Conv2D vs Conv3D on volumes (with and without channels)

I’m trying to wrap my head around the Conv2D and Conv3D operations for volumes. I basically have two datasets containing medical volumes. One dataset is 4D, e.g. CT data with some time resolution. And the other dataset is 3D, i.e. independent CT volumes. For both these datasets, we have only 1 channel, so no color channels. An example shape from the 4D dataset can for example be (20,155,300,300) (i.e. 20 time frames for one patient), and for the 3D dataset for example (155,300,300), we’re excluding the batch dimension for now.

The way I want to use Conv2D and Conv3D operations now, is for the 3D dataset, I would like to use a Conv2D and have the slices in the channel dimensions. The output would take into consideration all slices since the filter will also have the same amount of channels as the input data. And for the 4D dataset, I would like to use Conv3D to take into account e.g. two consecutive time frames. So the shape would be (2,155,300,300). To me, this makes sense.

However recently, I stumbled upon this answer with some similar discussion. The question was asking something similar of whether to use Conv2D or Conv3D for MRI volumes. The answer (from ptrblck) was this:

" I’m not sure what would work best for your use case, but let’s have a look at the differences between both approaches.*

I assume your MRI data has a spatial size of 256x256 and contains 125 slices.
If you’re using nn.Conv2d I would suggest to use the slices as the “channels”.
This would mean that each kernel in your conv layer will have the defined spatial size, e.g. 3, and will use all channels. The kernel shape would be [nb_kernels, 125, 3, 3]. The output will thus be calculated by using a dot product of the small 3x3 window and all slices.

On the other hand, if you are using nn.Conv3d, you could permute the slices to the “depth” dimension and add a single dimension for the channels. This would mean your kernel is now a volume with the shape e.g. [3x3x3], such that 3 neighboring slices will be used to produce the output for the current position.

*What would you like your model to learn in the MRI images? I think in a segmentation case the second approach could work better, but that’s just my guess."

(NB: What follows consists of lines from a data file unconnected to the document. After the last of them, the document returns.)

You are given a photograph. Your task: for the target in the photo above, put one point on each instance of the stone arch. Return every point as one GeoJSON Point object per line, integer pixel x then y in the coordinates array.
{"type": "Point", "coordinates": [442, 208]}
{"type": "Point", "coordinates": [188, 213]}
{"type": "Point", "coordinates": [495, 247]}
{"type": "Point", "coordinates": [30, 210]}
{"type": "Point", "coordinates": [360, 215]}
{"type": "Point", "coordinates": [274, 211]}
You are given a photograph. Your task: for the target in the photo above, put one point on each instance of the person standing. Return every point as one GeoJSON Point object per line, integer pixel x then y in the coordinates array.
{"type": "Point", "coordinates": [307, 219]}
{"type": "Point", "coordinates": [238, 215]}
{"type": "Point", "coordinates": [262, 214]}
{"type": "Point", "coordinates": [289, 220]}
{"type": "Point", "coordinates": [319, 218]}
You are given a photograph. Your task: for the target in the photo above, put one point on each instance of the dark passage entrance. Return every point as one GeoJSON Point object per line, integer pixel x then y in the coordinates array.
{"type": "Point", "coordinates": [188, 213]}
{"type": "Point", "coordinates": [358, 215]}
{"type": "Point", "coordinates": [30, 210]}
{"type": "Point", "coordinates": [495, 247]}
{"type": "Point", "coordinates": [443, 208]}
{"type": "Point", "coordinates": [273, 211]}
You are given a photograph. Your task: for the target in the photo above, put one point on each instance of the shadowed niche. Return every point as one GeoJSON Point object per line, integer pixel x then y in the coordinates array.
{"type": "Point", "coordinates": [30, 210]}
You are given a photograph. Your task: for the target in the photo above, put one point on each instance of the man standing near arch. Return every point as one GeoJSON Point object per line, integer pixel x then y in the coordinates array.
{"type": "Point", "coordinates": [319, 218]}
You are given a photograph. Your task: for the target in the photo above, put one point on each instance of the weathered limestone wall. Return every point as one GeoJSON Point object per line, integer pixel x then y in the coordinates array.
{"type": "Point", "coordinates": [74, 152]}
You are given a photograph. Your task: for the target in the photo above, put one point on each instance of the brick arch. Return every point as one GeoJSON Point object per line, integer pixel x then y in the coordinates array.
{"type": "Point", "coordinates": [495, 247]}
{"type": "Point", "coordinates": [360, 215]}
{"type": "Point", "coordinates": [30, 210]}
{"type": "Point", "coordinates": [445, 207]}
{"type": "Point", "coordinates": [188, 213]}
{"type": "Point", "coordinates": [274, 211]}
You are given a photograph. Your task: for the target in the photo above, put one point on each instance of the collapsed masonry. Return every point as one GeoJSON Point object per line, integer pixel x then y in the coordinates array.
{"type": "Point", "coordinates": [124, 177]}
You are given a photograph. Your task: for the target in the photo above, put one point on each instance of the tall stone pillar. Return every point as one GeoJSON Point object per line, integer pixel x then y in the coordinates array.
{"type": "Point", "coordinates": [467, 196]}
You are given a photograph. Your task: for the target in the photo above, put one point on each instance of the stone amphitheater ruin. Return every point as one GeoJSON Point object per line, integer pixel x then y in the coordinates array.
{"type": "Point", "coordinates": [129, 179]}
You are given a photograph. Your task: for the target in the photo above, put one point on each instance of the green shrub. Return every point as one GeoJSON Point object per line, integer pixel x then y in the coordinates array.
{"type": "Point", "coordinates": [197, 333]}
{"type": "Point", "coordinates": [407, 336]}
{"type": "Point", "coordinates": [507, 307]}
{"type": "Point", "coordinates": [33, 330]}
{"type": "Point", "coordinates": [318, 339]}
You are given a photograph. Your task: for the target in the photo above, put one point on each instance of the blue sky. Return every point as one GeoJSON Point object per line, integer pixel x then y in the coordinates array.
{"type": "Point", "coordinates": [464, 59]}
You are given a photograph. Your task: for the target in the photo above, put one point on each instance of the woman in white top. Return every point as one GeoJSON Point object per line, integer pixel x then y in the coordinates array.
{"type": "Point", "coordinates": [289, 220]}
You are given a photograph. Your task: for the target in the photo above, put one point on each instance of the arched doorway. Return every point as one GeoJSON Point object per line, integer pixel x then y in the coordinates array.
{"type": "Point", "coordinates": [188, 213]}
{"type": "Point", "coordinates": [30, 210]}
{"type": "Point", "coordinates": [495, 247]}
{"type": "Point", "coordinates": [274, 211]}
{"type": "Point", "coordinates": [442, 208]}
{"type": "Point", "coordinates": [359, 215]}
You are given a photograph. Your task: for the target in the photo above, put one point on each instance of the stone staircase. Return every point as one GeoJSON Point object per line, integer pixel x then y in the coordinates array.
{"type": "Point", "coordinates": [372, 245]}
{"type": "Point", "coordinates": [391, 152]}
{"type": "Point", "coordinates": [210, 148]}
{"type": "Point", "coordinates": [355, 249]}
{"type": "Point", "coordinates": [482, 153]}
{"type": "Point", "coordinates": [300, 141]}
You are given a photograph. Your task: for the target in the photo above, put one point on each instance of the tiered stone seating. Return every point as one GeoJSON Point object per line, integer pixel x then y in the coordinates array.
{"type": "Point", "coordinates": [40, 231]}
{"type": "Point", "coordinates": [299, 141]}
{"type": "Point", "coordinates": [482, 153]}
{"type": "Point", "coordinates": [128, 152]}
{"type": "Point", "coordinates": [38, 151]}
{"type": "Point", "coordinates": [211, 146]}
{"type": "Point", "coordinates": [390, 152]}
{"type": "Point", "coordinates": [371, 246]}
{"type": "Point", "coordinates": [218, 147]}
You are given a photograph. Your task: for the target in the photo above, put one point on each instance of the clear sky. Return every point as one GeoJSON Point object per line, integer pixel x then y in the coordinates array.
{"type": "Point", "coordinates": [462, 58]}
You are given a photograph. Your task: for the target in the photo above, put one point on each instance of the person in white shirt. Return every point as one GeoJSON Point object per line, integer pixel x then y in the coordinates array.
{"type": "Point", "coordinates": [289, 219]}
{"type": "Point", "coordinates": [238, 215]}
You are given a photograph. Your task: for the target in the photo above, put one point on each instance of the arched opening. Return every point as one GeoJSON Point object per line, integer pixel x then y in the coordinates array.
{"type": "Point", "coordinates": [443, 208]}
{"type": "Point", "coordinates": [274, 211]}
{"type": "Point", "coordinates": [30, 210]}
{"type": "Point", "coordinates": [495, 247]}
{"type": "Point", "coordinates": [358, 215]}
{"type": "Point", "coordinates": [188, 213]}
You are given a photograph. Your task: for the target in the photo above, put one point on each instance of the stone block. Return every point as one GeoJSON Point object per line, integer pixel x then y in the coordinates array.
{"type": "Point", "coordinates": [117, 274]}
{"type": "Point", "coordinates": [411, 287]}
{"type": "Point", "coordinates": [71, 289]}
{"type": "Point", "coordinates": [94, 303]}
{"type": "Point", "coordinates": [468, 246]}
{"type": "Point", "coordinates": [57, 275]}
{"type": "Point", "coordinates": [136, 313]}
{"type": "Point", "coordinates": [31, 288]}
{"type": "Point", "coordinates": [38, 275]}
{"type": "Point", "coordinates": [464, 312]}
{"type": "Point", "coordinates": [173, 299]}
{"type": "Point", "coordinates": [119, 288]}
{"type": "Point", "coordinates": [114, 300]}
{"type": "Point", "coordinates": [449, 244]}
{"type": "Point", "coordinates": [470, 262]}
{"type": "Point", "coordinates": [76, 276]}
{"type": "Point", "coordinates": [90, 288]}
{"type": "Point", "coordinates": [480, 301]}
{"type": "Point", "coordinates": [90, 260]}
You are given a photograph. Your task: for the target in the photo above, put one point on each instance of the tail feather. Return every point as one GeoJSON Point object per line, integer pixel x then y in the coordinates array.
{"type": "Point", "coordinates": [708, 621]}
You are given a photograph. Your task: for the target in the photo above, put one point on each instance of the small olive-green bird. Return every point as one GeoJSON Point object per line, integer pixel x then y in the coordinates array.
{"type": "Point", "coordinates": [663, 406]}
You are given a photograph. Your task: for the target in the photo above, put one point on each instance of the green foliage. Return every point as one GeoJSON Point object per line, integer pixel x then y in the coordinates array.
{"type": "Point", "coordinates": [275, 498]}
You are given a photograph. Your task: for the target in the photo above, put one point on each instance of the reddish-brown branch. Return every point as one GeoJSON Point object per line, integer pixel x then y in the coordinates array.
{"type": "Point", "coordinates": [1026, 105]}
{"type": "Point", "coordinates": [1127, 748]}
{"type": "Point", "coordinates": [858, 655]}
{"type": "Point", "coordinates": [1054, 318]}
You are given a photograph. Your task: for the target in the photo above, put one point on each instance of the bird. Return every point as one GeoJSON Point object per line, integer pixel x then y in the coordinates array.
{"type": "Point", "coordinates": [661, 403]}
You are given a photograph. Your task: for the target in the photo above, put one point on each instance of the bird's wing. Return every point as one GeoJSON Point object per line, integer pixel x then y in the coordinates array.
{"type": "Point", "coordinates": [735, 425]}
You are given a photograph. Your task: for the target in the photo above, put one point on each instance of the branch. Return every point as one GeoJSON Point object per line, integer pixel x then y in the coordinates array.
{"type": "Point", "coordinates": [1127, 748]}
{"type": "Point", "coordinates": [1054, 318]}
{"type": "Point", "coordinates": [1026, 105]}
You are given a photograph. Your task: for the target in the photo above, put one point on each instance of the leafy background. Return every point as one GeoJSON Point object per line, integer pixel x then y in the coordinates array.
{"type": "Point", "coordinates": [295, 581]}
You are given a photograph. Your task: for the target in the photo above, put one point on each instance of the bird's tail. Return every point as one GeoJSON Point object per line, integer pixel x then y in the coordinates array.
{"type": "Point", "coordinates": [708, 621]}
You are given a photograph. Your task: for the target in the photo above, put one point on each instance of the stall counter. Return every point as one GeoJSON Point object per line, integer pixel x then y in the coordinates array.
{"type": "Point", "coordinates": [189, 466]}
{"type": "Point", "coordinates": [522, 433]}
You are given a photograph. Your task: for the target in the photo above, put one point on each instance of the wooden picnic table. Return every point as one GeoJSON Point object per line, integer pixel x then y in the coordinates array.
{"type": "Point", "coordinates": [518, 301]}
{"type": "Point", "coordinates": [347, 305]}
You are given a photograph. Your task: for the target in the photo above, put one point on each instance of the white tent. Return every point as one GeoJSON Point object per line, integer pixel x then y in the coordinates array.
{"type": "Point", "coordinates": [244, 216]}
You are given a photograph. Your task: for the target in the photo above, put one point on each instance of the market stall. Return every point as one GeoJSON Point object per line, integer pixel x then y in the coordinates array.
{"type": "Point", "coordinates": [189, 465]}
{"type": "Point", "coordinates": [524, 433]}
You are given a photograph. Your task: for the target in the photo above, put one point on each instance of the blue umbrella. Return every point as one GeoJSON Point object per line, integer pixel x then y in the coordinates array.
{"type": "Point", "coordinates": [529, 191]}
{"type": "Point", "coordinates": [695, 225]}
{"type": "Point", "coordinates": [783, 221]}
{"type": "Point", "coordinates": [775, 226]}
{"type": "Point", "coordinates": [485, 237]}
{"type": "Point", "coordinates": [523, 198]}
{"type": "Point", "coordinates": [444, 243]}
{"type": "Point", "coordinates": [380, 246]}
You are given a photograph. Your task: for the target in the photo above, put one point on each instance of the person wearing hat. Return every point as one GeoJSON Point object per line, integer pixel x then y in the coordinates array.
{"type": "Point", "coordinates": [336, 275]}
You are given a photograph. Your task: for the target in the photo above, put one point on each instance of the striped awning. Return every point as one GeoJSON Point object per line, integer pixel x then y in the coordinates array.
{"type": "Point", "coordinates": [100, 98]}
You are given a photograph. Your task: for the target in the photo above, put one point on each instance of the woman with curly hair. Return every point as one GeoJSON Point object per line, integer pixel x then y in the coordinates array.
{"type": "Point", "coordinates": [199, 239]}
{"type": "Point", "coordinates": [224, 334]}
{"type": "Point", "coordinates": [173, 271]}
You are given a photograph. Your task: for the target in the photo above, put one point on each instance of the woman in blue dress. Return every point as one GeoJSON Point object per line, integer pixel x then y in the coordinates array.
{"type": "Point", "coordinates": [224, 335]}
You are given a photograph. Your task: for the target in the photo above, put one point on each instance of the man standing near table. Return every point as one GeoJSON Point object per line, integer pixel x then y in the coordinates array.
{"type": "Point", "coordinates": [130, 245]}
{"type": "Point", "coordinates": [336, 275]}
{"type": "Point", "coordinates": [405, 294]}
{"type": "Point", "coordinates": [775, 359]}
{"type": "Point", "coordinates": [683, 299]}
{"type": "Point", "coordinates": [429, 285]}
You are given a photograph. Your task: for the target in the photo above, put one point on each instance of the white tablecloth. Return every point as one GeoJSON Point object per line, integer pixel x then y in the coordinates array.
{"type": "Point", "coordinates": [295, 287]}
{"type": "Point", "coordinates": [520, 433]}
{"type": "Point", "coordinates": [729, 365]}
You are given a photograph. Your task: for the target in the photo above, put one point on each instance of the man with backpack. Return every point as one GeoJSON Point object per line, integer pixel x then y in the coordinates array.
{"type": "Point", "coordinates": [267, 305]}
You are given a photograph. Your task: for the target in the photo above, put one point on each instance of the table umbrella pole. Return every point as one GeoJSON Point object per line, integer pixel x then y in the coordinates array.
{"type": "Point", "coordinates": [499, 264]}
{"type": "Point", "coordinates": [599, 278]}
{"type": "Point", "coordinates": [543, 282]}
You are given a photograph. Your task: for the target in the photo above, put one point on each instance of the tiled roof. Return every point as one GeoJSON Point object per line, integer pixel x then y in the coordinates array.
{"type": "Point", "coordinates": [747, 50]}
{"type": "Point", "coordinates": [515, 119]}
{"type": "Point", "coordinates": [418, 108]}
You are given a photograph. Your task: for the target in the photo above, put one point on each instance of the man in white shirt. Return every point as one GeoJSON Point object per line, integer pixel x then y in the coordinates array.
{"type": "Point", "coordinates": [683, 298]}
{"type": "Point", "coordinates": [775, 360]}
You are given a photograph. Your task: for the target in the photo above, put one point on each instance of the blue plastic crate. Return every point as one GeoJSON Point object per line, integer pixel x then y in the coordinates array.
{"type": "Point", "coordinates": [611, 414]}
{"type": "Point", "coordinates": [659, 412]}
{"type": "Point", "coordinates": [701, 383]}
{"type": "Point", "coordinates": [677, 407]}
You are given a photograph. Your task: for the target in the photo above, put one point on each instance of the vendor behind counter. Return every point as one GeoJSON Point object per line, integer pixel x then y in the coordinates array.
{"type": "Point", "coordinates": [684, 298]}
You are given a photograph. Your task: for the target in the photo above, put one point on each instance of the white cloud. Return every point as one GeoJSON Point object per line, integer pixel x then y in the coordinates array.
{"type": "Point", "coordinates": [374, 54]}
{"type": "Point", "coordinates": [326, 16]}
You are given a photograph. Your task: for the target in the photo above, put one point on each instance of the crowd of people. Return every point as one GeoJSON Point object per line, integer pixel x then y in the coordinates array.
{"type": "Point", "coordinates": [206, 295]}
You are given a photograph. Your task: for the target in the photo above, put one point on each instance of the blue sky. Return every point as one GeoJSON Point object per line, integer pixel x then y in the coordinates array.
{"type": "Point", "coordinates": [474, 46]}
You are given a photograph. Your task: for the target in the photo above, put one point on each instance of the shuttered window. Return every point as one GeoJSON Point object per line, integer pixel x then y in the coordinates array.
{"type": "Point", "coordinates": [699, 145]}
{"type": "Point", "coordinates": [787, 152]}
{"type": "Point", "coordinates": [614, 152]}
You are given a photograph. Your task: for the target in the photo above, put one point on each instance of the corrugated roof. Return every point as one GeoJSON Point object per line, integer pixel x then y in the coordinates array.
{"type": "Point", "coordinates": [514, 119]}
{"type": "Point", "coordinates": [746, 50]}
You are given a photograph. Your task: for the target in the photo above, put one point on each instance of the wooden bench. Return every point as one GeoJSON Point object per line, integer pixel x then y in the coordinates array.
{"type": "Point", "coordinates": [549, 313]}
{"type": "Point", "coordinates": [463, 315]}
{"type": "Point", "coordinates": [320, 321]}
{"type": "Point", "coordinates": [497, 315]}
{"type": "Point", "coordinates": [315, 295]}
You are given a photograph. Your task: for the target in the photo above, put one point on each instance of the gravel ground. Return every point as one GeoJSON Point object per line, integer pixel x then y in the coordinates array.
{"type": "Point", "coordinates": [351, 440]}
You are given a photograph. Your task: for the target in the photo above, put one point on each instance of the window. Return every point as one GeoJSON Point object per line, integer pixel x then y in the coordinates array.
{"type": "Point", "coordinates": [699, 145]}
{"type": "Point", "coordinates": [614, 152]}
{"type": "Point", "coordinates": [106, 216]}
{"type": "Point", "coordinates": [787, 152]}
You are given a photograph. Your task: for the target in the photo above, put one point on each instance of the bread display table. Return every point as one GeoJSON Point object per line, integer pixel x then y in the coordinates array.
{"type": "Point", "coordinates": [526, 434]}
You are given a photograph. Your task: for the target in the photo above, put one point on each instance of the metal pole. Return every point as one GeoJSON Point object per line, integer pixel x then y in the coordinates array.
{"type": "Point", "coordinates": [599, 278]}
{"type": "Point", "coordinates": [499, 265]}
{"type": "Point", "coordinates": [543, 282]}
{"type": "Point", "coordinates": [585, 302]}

I feel like I understand the answer regarding the Conv2D part. And that I have written something similar above. However, the 3D convolution using a single volume is what confuses me. I get the idea of moving the slices to the depth dimension, and then adding a dimension for the channels. So the shape for the 3D data would thus be (1,155,300,300), where the 1 here is the new channel dimension. However, I’m having trouble understanding why we would do this. Given the answer above, it seems that doing it this way, we would not consider using all the slices simultaneously as we did with Conv2D. So we would instead use, say, only 3 slices for the output (depending on kernel size). Is this difference here, or is there something else I’m missing?

I want to make clear that this is regarding volumes where we don’t have any color channels. For a volume with color channels, where each slice is RGB (e.g. has a shape of (3,155,300,300)), then a Conv3D operation makes sense to me (I think).

My main goal is doing segmentation btw.

So the main question is: Is there any point doing a Conv3D operation on a single volume with only 1 channel?

Hopefully it’s clear what I mean, let me know otherwise!